The plaintiff in error, Goram Ward, was the driver of a timber truck for Brown-Florida Lumber Company at Court Martial Lake in Bay County, Defendant in Error, William H. Stanley, was a log cutter working for the same company and lived at Vernon, Florida. On July 7, 1934, Ward was driving his truck to Caryville, via Vernon and Stanley got permission to ride with him (Ward) to his home at the latter place. The truck was a skeleton timber truck, had no cab or body but immediately back of the seat, there was an improvised platform for tools about four feet wide and five feet long. The truck also carried a trailer.

Stanley took a seat on the platform immediately behind Ward who started the truck and as he was turning a curve seventy-two steps from where he started, Stanley fell off and the rear dual wheels of the truck and trailer passed over his body. His hip was crushed, his collar bone was broken, and he received other minor injuries. He was in a hospital several weeks, and in bed at home for almost a year and at the time of the trial about twenty months after the accident, he had not been able to return to work. He was twenty-four years of age at the time of the accident and had just commenced to work for Brown-Florida Lumber Company. So far as the record shows, he had been a farm laborer up to the time he began to work for the latter company.

For reversal of the judgment, plaintiff in error relies on contributory negligence and the refusal of three special instructions to the jury requested by him.

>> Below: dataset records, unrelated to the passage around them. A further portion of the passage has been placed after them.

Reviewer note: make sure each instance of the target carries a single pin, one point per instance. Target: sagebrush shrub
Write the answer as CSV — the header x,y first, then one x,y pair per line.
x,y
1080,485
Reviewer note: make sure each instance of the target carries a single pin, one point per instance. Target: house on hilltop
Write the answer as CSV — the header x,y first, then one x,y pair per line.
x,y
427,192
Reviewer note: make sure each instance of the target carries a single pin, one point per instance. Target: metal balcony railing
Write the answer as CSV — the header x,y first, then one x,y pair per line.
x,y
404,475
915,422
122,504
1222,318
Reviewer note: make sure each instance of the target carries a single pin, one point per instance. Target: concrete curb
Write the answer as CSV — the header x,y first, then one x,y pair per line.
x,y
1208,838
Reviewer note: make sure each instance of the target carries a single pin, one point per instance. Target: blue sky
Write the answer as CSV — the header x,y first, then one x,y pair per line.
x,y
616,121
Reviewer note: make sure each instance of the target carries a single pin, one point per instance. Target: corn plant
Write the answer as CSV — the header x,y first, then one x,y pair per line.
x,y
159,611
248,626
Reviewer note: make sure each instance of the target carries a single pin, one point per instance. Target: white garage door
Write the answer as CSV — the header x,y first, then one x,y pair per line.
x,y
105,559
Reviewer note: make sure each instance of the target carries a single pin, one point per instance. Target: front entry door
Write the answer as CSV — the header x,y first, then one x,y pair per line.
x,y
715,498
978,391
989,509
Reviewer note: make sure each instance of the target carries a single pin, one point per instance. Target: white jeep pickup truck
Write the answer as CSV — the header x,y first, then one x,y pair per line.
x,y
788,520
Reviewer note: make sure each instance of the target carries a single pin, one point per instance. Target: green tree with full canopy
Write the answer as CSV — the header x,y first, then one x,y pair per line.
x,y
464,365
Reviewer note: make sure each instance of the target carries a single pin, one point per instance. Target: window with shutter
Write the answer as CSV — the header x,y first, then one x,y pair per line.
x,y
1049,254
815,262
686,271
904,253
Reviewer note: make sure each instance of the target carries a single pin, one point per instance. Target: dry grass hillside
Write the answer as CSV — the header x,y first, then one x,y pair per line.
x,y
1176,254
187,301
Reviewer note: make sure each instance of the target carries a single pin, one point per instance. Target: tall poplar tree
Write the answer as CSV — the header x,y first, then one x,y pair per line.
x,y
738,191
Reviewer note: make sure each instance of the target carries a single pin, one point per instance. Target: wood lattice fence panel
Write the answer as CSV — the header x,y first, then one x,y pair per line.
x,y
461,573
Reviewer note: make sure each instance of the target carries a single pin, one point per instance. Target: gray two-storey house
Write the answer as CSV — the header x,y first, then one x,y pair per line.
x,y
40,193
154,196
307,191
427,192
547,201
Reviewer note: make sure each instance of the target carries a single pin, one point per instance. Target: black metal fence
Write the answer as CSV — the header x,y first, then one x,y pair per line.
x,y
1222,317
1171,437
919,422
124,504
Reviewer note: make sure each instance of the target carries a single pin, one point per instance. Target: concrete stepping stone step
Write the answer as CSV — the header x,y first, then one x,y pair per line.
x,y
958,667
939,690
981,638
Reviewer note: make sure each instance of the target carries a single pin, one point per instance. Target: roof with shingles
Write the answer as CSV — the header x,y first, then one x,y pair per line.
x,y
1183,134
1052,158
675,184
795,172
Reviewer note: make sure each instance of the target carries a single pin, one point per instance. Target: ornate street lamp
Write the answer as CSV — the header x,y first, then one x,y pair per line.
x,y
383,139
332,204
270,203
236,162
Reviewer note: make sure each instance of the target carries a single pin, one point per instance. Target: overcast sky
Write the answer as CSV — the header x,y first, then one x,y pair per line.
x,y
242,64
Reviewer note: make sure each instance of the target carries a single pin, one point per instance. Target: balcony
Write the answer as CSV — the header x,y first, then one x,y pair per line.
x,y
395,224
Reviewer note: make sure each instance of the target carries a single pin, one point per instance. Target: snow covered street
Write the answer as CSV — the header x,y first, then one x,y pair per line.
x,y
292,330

As to the special charges requested and refused, we think such of them as he was entitled to have given were sufficiently covered in the general charge and other charges requested which were given. *Page 644

The contributory negligence complained of consisted in deliberately getting on the platform of the truck knowing that it was not equipped for hauling passengers, that there was nothing to which he could hold to keep from falling off and if he fell off, there was nothing to keep him from falling under the rear wheels of the truck. This was no doubt a careless act but it did not relieve the driver from being careful if he (Stanley) took due caution to protect himself after being accepted as a passenger. The question of whether or not this was done was one for the jury to determine. In other words, having been accepted as a passenger without reservation, the determinating question is the one of whose negligence was the proximate cause of the injury rather than one strictly of contributory negligence and this was for the jury to settle.

The evidence on this point is in conflict but it is sufficient if believed to show negligence on the part of Ward. It does not, however, justify a judgment for $4,500.00. While not objected to, the Experience Tables of Mortality were introduced in evidence yet there was not a syllable of evidence supporting permanent injury. The rule is that they are not otherwise competent evidence. There was no evidence as to the cost of hospitalization, nurses' bills, doctors' bills, or medical bills, and the evidence of earning capacity was too limited to predicate an intelligent judgment. About all that was proven was that Stanley had been seriously hurt and had lost more than a year's work.

For these reasons, we think the judgment should be reversed and a new trial awarded unless the Defendant in error will consent to a further remittitur of $2,000 and let the judgment stand at $2,500.00.

It is so ordered.

WHITFIELD, BUFORD, and CHAPMAN, J.J., concur.

*Page 645

BROWN, J., concurs in the conclusion.

ELLIS, J., dissents on ground of no liability being shown by the record.